In `v1`, the dataflow could be validated for `C` without any inputs. Now, a developer made `B` depend on `X` instead of `A` and removed `A`. This change accidentally impacted `C` which now depends on the external input `A`. Note that both `v1` and `v2` have a valid dataflow definition. To catch breaking changes to the path to `C`, we could use `hamilton validate --context context.json my_module.py` with the context:

```json
// context.json
{ "HAMILTON_FINAL_VARS": ["C"] }
// will call .validate_execution(final_vars["C"])
```

```{note}
pre-commit hooks can prevent commits from breaking a core path, but you should use unit and integration tests for more robust checks.
```

## Add Hamilton pre-commit to your project
We alluded to the relationship between pre-commit hooks and the `hamilton` command line tool.
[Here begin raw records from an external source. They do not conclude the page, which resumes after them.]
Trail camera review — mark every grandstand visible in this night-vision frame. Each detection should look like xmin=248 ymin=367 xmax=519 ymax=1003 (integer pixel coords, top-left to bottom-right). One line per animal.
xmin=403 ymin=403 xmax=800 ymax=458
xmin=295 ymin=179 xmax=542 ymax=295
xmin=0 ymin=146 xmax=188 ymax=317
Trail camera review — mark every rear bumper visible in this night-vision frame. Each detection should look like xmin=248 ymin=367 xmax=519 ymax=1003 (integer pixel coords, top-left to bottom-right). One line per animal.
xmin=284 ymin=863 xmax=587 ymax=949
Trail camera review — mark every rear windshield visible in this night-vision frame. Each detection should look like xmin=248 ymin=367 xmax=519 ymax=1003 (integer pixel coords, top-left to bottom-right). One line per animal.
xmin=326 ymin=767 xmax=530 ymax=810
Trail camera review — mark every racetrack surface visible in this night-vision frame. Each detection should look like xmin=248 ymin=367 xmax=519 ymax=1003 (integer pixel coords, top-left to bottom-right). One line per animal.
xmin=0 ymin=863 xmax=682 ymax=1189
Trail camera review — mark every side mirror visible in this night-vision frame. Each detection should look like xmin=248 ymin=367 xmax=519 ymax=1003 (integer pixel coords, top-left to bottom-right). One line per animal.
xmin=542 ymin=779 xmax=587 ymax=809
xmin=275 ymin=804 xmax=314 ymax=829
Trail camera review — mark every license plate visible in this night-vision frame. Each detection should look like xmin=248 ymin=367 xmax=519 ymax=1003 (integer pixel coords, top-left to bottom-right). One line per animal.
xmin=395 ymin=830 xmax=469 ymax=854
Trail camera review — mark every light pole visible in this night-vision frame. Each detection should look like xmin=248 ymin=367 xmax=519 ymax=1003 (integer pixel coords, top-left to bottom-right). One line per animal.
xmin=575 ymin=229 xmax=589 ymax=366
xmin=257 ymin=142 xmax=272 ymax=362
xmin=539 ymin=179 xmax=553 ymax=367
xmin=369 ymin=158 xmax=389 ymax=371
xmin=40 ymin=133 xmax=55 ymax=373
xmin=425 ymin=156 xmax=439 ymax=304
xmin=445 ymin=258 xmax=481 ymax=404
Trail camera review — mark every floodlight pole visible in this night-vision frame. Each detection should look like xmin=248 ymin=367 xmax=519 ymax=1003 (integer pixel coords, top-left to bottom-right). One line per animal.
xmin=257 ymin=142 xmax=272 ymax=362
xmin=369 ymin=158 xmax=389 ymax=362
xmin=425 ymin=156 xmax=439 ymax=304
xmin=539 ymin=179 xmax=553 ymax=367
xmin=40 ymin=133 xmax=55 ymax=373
In fact, the basic hook is designed to take a list of `hamilton` commands and will execute them in order when hooks are triggered.

To use them, add this snippet to your `.pre-commit-config.yaml` and adapt it to your project:

```yaml
- repo: https://github.com/dagworks/hamilton-pre-commit
rev: v0.1.2 # use a ref >= 0.1.2
hooks:
- id: cli-command
name: Hamilton CLI command
args: [ # list of CLI commands to execute
hamilton build my_module.py,
hamilton build my_module2.py,
hamilton validate --context context.json my_module.py my_module2.py,
]
```

The above snippet would:
- check the dataflow definition of `my_module.py`
- check the dataflow definition of `my_module2.py`
- validate the execution path specified in `context.json` for dataflow composed of `my_module.py` and `my_module2.py`

You can pass any `hamilton` CLI command to the pre-commit hook, but it will only care about it succeeding or failing.